The way back

It bears the caption, “Mountains.” In fact it features a trail that winds between mountains, towards a gap that itself leads to more, bluer mountains. It marks, as it moves from side to side, the middle of a valley.

A photograph that depicts a path— any route or course that suggests a journey—almost always catches my attention.  Such as this. Aside from being a means of travel, the path has charms of itself. In the picture it lies slightly to the right of a field of grass that slopes down from the mountain. The trail curves to the left, then to the right, bordering as it does a mound that has on it a brownish yellow patch, suggesting flowers.

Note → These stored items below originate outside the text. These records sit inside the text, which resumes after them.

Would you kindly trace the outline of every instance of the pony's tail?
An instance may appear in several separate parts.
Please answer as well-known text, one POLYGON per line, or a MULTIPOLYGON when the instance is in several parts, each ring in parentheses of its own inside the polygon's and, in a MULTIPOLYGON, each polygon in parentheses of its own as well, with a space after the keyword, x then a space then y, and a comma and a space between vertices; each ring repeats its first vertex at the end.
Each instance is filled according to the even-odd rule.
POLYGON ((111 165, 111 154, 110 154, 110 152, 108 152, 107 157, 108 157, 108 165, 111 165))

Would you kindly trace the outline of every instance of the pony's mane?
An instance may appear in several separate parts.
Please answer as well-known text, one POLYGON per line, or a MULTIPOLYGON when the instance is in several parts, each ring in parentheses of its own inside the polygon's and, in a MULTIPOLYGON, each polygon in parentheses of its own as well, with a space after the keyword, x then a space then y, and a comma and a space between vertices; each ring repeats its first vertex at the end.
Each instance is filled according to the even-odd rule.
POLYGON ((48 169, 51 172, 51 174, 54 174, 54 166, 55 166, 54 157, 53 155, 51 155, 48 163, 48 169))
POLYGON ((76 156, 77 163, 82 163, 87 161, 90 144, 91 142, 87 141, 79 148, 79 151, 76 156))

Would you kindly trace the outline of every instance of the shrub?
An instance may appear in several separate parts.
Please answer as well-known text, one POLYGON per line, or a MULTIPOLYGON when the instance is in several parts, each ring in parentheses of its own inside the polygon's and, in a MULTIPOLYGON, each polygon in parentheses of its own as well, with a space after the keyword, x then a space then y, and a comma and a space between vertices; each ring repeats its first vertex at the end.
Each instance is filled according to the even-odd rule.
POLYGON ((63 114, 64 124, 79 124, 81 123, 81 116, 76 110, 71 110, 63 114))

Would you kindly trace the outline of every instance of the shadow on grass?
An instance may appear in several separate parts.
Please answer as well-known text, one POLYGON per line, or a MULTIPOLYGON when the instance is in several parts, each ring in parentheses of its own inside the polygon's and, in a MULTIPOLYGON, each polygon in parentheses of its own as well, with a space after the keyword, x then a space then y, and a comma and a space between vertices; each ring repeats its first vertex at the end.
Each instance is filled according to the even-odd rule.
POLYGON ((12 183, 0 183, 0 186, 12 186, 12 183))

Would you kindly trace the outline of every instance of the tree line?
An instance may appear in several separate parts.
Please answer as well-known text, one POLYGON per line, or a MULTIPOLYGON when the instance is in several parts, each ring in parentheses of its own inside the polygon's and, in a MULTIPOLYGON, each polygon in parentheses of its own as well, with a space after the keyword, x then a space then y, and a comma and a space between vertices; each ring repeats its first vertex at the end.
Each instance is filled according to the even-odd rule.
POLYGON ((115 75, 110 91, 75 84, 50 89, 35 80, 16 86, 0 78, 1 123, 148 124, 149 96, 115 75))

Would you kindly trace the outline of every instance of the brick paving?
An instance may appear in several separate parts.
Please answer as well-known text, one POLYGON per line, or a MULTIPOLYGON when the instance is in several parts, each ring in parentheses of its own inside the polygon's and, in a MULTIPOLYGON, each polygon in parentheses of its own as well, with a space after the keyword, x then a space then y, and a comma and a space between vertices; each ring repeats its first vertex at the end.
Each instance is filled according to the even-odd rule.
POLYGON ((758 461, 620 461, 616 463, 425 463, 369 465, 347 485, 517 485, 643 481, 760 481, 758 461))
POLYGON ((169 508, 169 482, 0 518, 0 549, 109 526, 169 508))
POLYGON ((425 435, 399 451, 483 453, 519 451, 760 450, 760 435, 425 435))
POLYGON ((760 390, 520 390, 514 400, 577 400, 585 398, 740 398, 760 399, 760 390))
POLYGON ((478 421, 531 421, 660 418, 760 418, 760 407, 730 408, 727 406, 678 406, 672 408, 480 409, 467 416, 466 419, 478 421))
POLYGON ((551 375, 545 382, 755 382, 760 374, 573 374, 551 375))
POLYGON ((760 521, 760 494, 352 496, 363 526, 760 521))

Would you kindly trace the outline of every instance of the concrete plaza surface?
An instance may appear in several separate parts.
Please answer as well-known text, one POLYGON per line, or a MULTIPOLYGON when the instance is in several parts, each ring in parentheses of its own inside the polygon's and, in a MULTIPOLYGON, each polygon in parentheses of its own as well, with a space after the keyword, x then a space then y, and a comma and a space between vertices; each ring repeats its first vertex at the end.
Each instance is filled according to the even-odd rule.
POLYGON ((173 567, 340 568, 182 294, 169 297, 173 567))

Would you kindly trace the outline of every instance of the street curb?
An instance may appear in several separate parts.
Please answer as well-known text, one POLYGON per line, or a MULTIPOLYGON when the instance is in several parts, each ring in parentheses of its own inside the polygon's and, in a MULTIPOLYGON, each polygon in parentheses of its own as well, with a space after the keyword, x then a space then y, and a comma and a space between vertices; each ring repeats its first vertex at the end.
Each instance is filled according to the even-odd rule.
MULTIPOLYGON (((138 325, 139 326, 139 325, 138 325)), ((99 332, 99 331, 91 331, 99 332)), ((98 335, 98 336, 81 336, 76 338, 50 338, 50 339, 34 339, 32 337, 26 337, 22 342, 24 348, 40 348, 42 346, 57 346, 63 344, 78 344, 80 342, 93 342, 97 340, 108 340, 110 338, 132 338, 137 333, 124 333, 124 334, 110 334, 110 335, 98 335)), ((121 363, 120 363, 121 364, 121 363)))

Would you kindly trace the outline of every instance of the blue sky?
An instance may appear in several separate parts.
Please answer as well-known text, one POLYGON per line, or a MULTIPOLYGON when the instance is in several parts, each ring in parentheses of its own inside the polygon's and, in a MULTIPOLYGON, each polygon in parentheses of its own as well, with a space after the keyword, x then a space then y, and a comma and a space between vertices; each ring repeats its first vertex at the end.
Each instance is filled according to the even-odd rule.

What makes this path unlike other paths is a crucifix in the foreground, standing a few yards from it. The crucifix has a cement footing and a roof that forms an inverted V, and stands like a mailbox on the side of the road.

I find the scene captivating. I wish I myself could take the path and pass by the crucifix, which speaks of peace and home, and to keep on walking, past the mound and its offering of yellow flowers, until I disappear with the path.  I know that another part of the landscape will present itself— perhaps a farm, or a village with its houses and church, or just more fields and an occasional river and grove of brooding trees.

I have been thinking of Rembrandt van Rijn’s painting, “The Return of the Prodigal Son.” It depicts Luke’s account of the parable of Jesus about a young man, who, having got his share of the estate from his father, set off for a distant country and there squandered his wealth in wild living. This, and a famine that hit the land, reduced him to working in a pigsty, craving to eat the pods that the pigs were gobbling. When even this was denied him, he decided to go back home to ask for his father’s forgiveness and to be allowed to work as one of his helpers. But when the father saw him coming, he ran towards his son, threw his arms around him and kissed him.

Rembrandt’s rendition of this scene impressed the writer Henri Nouwen, who particularly noticed the father’s hands on the shoulders of his disheveled son. The left hand, strong and muscular, holds him with gentle firmness, while the right hand does not so much hold or grasp as caress and stroke him, offering consolation and comfort. Nouwen remarked that God is both father and mother— “He touches the son with a masculine hand and a feminine hand. He holds, and she caresses.  He confirms and she consoles. He is, indeed, God in whom both manhood and womanhood, fatherhood and motherhood, are fully present. That gentle and caressing right hand echoes for me the words of the prophet Isaiah: ‘Can a woman forget her baby at the breast, feel no pity for the child she has borne? Even if these were to forget, I shall not forget you. Look, I have engraved you on the palms of my hands.’”

The sandals of the kneeling son draw my interest.  One sandal lies beside his foot, while the other barely hangs on by a strap. The sandals tell of the journey that the man has taken – and the fact that they have not completely left his feet proves that repentance is a journey, whose end is not yet reached.  The man still has roads to travel, and the hands of the father support and reassure him as he continues on his way.

The crucifix beside the mountain trail tells me that every road can be a road to grace. And that I can travel it with the assurance of encountering God – the Father who daily stands by the road, scanning its length for signs of my coming, and not giving up even if so far nothing approaches except the rain.